Now that CiteLang has generated credits for the software packages and the people that built the project, what’s next? Publish your research results and software with the credit outputs. For instance, adding the credit in the documentation (e.g. README) in your software repository, or including the credit in the acknowledgements of your publications.

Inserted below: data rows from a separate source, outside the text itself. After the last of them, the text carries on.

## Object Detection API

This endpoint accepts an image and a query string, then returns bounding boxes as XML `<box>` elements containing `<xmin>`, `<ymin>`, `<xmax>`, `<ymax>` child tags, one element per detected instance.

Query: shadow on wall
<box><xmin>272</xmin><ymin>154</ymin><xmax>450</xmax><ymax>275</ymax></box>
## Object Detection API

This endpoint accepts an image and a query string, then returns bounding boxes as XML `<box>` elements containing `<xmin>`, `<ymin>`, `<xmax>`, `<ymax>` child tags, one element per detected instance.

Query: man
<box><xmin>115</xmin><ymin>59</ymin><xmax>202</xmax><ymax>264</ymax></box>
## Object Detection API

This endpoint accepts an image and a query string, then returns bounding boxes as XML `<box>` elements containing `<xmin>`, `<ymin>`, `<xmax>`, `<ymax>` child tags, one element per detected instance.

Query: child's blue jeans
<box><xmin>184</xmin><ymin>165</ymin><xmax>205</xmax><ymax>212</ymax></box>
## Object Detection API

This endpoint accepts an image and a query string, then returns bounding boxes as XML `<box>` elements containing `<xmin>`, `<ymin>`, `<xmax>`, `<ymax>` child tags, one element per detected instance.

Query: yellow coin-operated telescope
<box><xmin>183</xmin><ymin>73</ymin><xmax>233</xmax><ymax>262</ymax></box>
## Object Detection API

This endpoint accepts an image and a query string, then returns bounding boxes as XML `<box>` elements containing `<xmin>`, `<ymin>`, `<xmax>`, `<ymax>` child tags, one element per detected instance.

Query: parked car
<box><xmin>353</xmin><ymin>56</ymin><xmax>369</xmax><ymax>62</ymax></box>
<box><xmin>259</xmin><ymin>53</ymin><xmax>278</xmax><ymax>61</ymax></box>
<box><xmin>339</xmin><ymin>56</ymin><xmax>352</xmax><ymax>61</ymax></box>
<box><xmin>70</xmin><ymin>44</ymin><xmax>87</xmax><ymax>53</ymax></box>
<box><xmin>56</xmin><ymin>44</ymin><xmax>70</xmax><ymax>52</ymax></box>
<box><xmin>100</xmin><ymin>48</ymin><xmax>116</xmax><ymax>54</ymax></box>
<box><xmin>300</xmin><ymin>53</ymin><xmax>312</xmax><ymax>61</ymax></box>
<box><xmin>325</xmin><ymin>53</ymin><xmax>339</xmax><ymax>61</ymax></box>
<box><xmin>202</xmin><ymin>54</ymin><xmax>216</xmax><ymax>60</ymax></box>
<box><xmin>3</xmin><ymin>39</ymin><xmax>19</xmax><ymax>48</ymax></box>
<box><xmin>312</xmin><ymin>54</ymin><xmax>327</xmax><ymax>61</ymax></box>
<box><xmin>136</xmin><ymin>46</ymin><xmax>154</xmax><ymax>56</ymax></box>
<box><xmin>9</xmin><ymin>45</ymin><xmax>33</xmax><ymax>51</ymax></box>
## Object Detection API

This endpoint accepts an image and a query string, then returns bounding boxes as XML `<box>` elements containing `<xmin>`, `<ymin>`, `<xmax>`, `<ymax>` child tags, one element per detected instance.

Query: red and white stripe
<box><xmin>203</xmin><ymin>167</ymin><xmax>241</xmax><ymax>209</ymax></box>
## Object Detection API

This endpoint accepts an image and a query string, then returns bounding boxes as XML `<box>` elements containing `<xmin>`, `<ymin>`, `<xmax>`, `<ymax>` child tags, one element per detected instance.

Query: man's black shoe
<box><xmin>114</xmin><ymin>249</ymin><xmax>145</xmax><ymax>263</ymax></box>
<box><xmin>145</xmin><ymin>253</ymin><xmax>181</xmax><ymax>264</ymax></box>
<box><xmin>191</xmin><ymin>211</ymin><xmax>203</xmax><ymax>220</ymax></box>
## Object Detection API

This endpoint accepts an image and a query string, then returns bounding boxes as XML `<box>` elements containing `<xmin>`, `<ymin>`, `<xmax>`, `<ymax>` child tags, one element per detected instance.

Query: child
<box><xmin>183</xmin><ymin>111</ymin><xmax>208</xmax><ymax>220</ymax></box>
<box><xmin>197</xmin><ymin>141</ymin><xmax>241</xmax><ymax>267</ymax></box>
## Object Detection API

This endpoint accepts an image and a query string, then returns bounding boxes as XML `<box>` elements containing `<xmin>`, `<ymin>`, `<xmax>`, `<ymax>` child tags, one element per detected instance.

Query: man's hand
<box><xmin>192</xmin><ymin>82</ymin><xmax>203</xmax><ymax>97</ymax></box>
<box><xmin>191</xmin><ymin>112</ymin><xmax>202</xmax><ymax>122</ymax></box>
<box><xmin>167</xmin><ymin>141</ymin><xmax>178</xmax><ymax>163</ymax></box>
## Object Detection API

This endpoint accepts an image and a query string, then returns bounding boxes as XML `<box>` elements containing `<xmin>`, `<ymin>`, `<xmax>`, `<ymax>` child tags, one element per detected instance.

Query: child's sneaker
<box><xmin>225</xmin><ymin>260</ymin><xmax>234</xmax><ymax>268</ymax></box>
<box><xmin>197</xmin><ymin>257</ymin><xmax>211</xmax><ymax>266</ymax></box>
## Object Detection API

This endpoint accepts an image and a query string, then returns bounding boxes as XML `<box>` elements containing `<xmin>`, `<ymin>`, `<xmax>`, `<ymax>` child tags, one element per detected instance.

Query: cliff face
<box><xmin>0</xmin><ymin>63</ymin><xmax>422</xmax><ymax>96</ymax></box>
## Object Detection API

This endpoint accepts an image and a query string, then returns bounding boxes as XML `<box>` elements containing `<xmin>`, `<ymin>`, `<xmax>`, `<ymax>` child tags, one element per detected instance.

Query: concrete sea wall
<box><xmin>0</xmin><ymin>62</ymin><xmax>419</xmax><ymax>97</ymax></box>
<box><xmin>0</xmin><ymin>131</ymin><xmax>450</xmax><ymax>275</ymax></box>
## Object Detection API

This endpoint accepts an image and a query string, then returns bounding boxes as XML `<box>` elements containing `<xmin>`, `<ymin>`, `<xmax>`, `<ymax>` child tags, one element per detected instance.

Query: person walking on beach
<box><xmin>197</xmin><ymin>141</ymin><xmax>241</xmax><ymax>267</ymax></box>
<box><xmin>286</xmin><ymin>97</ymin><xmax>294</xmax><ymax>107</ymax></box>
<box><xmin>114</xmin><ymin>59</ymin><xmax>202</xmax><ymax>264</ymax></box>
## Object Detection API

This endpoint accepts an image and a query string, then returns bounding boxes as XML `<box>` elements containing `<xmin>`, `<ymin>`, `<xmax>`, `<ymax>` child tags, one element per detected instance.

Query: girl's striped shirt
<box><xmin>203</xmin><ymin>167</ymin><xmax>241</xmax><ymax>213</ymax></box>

Research software is often built with software packages by developers who may not have a scholarly or academic research background. Persistent identifiers, such as ORCID IDs and DOIs, might be unfamiliar to these contributors. Nonetheless, it is important to acknowledge their contributions by accrediting the developers in your publication. These transitive credits can positively impact their social recognition, hiring, and promotion decisions, and incentivize more talented developers without a research background to contribute to open research software. An ideal transitive credit system should not only encompass only research software but also all scholarly outputs, both traditional and non-traditional (e.g. data, other digital products).
While a proper transitive crediting system has not yet been widely adopted in the academic research community, the benefits of such systems—such as increasing research integrity and transparency, and encouraging diverse talents to contribute to better research outputs—cannot be overlooked.